See, I'm a wordy writer. You've probably already figured this out because my blog entries are usually three times longer than most other bloggers on a fairly regular basis. I don't understand the meaning of concise, I guess. I try really hard not to be repetitive, so I'm not really sure where all of those words come from, but there they are.

Learning that single title romance novels usually run in the 150,000 word range is like putting a straight jacket on me. I've already given up on the idea of writing for series lines because I cannot imagine telling a complete story in the span of a paltry 70-90,000 words. And I'm not talking about stories with casts of thousands or intricate settings that require loads of description.

What happens is I start out going gangbusters, and I reach what I'd consider the end of my first chapter. I do a word count and discover that I've already reached 10% of my allotted word count budget and I know I have more than nine chapters left to write. At the rate I'm going, I'll end up with something that rivals War and Peace in terms of pure heft. I get really discouraged because I feel like I must be doing something wrong. Other writers manage a perfectly wonderful Chapter 1 without hitting the 12,000 word mark. Why is it that I've got too many words?

I know the solution is to just not worry about word count at all. I should sit down and tell my entire story. Take as many words as I need. The save comes in the rewrite and the edits. That's when I would pare it all down. Kill those darlings, get rid of all the unnecessary thats and adverbs. I get that part, no problem.

The thing is, when I reread what I've written, I still feel as if it is a bit...thin. You'd think that with such an extreme word count my writing would feel rich, full of atmosphere and perhaps even a bit of purple prose. Except it doesn't. I look at what I've got and I still don't see that it equals the books I've read and love as far as conveying scene. Granted, I'm a beginner, but then how do I account for so many dang words?

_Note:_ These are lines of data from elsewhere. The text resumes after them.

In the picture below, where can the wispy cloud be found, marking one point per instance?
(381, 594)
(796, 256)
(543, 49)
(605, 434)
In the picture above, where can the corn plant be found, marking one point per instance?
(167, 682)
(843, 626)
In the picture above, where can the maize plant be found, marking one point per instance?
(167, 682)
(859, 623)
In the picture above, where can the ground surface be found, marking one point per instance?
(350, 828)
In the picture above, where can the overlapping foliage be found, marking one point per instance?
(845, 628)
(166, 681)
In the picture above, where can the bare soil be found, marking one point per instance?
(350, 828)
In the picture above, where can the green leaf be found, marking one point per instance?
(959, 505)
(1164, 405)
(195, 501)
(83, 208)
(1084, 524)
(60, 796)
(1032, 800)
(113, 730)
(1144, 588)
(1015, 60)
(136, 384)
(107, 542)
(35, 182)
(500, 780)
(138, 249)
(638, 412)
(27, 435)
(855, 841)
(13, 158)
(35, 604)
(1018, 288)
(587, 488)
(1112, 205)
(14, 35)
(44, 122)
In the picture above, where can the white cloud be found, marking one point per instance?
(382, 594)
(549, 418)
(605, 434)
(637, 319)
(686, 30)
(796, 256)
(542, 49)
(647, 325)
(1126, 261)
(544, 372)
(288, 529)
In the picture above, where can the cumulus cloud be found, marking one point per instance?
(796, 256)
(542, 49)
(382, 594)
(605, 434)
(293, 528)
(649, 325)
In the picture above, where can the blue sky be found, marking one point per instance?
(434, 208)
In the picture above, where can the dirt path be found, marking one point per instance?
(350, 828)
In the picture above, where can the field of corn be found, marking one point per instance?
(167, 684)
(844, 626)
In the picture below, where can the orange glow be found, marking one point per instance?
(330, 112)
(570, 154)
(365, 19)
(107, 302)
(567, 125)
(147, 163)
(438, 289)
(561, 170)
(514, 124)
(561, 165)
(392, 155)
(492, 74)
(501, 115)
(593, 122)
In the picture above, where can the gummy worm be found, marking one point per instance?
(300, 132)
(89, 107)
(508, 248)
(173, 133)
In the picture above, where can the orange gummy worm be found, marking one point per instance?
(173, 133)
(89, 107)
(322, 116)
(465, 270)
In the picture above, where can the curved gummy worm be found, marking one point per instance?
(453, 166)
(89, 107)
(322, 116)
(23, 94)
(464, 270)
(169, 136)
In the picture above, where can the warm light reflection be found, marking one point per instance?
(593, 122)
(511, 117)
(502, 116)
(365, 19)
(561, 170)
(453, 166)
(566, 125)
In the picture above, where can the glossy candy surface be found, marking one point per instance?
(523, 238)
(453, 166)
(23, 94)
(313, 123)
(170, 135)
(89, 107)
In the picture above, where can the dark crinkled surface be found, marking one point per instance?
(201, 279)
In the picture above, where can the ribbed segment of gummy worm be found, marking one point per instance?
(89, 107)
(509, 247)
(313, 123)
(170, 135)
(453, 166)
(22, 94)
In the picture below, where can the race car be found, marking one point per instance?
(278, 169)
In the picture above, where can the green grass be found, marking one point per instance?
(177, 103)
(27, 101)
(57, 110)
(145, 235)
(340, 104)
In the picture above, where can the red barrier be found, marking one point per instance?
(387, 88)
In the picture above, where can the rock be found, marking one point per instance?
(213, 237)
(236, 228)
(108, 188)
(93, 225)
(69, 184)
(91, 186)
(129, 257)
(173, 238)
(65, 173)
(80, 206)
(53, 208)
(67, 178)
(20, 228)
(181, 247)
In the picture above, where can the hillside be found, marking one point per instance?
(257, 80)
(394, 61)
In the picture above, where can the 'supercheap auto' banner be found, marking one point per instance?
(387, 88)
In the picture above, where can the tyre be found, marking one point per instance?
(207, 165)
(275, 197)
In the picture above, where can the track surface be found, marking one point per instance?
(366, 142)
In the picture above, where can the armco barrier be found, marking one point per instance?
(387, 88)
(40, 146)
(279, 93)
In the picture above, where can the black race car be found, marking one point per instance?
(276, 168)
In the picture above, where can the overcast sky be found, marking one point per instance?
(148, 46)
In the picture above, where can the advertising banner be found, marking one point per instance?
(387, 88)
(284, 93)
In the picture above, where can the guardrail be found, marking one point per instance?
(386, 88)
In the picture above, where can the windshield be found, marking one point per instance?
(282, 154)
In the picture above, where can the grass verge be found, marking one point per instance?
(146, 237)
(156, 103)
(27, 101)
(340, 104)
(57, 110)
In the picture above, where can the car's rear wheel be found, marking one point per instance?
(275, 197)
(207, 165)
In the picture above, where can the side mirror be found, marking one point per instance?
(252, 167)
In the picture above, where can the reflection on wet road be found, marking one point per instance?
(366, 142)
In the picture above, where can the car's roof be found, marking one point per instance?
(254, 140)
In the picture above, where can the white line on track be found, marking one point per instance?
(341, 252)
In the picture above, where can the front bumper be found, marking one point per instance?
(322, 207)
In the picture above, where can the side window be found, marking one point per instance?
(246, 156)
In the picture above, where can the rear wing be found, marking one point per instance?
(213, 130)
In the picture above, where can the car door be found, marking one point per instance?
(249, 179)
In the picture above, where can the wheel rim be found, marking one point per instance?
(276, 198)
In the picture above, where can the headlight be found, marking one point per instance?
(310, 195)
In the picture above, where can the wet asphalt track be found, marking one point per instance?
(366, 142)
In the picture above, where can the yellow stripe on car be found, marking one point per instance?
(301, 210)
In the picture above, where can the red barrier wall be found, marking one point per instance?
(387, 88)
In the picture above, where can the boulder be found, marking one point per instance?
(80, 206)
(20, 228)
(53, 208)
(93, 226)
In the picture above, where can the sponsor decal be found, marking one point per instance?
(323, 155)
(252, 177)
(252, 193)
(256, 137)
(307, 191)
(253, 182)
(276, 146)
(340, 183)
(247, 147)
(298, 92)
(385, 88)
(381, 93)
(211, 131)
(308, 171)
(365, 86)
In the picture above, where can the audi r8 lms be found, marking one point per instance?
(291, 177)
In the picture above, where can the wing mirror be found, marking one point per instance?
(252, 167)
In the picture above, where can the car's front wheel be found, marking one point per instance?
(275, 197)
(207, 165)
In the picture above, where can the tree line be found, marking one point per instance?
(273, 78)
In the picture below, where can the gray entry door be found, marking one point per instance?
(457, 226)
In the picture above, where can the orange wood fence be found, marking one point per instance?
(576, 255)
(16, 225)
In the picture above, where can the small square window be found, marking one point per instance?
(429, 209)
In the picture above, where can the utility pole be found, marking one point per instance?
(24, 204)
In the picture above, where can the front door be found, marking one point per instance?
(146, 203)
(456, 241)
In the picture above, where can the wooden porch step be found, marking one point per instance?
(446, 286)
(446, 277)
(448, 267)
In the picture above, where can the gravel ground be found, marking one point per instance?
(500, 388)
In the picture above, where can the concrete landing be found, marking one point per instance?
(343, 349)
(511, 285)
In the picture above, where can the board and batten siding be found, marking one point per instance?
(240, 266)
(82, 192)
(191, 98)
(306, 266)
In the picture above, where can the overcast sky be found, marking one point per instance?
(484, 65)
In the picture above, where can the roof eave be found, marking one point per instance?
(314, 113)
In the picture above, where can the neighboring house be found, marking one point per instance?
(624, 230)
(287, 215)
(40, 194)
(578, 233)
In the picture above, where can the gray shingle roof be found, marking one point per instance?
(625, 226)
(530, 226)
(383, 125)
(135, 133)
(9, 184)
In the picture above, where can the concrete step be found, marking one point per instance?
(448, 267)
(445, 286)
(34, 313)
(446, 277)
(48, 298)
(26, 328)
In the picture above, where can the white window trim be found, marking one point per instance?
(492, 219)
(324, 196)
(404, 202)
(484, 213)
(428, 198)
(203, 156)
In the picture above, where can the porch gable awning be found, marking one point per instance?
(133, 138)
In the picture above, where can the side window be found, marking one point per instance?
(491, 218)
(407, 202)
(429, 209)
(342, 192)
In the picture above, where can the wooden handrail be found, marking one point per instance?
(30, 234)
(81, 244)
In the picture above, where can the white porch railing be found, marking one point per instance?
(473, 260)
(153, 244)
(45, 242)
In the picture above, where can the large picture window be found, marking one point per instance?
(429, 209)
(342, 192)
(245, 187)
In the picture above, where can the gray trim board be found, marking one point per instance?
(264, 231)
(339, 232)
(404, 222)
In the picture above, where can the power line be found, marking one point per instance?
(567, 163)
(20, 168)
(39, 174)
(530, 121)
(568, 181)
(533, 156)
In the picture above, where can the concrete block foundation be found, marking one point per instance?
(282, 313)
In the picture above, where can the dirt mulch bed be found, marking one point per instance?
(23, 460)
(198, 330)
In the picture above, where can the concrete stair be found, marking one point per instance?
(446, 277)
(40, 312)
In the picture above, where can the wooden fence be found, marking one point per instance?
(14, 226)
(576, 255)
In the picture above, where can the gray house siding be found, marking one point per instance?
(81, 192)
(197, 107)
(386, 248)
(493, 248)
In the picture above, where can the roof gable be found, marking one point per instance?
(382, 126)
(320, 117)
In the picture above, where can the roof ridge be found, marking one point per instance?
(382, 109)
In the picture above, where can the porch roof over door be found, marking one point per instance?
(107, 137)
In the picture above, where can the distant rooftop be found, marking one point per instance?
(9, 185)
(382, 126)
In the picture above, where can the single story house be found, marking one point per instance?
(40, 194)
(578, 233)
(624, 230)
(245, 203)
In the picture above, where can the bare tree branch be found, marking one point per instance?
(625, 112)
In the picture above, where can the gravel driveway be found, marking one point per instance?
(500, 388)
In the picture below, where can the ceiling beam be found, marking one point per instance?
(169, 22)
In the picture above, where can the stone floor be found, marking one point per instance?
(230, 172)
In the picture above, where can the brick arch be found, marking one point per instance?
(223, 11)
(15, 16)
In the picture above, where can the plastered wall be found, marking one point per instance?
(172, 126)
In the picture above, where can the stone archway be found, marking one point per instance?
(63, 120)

What I need to do is turn off my inner word-counter. Maybe I should even find a way to temporarily disable my word count tool. Kind of like hiding your scale when you are on a diet so you don't get discouraged if the weight doesn't fall off like you think it should.

I once wrote a story for a contest that had a word limit of, like, 750 words. I got down around 1,000 or so and was completely stuck. So I sent the rough draft off to a writer friend I have who has almost the exact opposite problem as I do. She's a master at brevity. She uses the fewest words necessary to tell the most amazing stories, and I both love her and hate her for it. Anyway, I asked her to help me edit and what she sent back to me was amazing. She'd removed some descriptive, cut out speech tags, got rid of some dialogue speech tics I'd been using. The word count was a perfect 750 and with a big thanks to her, I was able to submit the story.

But when it was all said and done, the Story Lite version felt kind of dry to me. Like a steak that had been cooked too long and had no flavorful juices left. I'd sacrificed my voice in the name of making a word count.

I guess what I need to do is go back to writing a story simply because I have a story I want to tell, with no ideas of ever having it published. If I can get into that frame of mind - not worry if my end result will be a three volume set - I imagine writing would be a lot more fun. And I also believe it may be the answer to my problem of never finishing. Somehow it's really hard to get inspired to finish something when you already feel you've reached your word limit. Kind of a "what's the point" attitude.